Re: [PATCH RFC] seccomp: Implement syscall isolation based on memory areas

From: Paul Gofman
Date: Sun May 31 2020 - 14:36:29 EST


On 5/31/20 21:10, Andy Lutomirski wrote:
>
> That's not what I meant. I meant that you would set the kernel up to
> redirect *all* syscalls from the thread with the sole exception of one
> syscall instruction in the thunk. This would catch Windows syscalls
> and Linux syscalls. The thunk would determine whether the original
> syscall was Linux or Windows and handle it accordingly.
>
> This may interact poorly with the DRM scheme. The redzone might need
> to be respected, or stack switching might be needed.

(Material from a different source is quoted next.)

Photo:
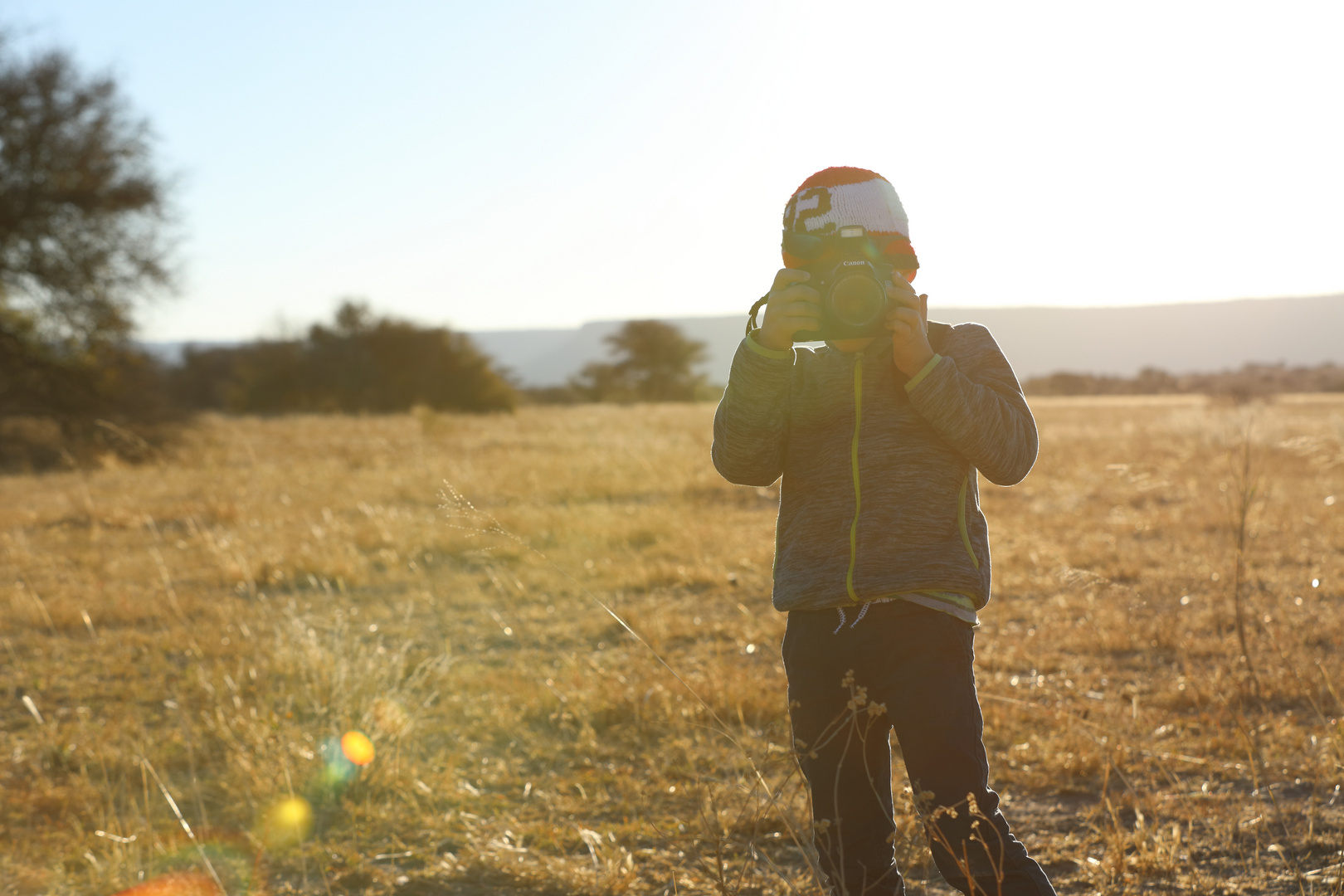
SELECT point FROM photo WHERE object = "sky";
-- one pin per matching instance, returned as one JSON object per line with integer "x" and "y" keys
{"x": 520, "y": 165}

Oh yeah, I see now, thanks. Sure, we could trap every syscall and have a
Seccomp-allowed trampoline for executing native ones with the existing
Seccomp implementation. But this is going to have prohibitive
performance impact. Our present use case specifics is that vast majority
of syscalls do not need to be emulated, they are native. And just a few
go from the Windows application which we need to trap and route to our
handler to let the program continue, while we do not care too much about
the overhead for those few. So the hope was that the kernel can route
that majority of Linux native syscalls inside with the minor overhead.
I've read the suggestion to use SECCOMP_RET_USER_NOTIF instead of
SECCOMP_RET_TRAP, is handling the trap this way supposed to be much
quicker than handling the sigsys from SECCOMP_RET_TRAP? More
specifically, would not SECCOMP_RET_USER_NOTIF effectively serialize all
the syscalls waiting in a single queue for processing, while
SECCOMP_RET_TRAP can be processed without exclusive locking?